Böyle bir soruyla gelen kişiye baldız ile nikah yasağı ebedi değil, nikahı bozmaz diye cevap verilmez, böyle bir soruya cevap aranmaz,
Gerçekten dindar olan birinin vereceği tek cevap haram kardeşim haram, zina ettiysen her türlü boku yedin, git nikâhını tazele,
Sonra vay efendim müslüman dediğin Allah'ın emrine uyar, fetvaya uyar.
Oldu canım, tarih Allah'ın emrine uymayan fetvalarla dolu, 4. Murat kuru üzüm şarabı haram değil, Abdülhamid üzümden yapılmıyor diye rom haram değil fetvası verdirmiş,
Tamam ulan kabul ediyorum bu fetvayı, artık kuru üzüm şarabı ile rom yegane dostum olsunlar, fetvaya uyucam,
Diyanetin iyice çivisi çıktı, bunun altında yatan gerçekleri araştırmak gerekiyor, bunlar diyanetin geçerli bir kurum kimliğine zarar vermek adına bilinçli yapılan sapkınlıklar olabilir, insanları diyanet yerine diğer cemaat yada tarikatlara yönlendirmek adına bir plan olabilir.

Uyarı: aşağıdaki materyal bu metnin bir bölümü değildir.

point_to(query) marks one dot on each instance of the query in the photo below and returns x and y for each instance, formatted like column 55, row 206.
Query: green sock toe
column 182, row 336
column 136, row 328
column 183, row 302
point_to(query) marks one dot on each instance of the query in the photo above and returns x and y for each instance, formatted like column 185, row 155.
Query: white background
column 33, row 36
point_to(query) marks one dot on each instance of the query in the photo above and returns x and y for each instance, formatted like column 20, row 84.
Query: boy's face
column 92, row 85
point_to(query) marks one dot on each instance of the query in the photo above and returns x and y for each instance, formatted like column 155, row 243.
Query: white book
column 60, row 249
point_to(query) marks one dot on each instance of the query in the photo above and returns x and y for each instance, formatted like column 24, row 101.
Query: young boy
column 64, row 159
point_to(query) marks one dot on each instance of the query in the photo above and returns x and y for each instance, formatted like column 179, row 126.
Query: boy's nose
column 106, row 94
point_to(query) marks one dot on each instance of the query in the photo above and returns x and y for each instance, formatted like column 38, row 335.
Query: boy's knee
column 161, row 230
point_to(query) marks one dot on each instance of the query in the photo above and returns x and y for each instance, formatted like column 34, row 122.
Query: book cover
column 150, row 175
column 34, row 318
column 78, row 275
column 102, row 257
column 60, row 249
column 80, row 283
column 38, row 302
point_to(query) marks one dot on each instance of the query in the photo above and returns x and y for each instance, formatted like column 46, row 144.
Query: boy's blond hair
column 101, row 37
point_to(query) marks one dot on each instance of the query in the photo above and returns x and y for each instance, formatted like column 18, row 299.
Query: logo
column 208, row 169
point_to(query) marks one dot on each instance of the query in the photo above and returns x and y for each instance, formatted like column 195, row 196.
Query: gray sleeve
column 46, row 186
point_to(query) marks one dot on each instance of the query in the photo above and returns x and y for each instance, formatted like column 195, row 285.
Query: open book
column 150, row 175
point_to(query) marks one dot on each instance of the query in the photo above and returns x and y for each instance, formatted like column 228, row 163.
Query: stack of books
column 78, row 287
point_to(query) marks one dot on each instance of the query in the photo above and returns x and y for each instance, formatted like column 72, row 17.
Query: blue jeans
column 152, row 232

Yoksa aşırı büyük bir bütçe ile araştırmalar yapması, garip gurabaya yardım yapması, insanların dine yönelmesi için çalışmalar yapması gereken bir kurum neden baldıza kaldırılır mı sorusunun peşine düşsün ki?
Hiç mantıklı değil.
Diyanet dinde bug arayan bir kurum olmamalı.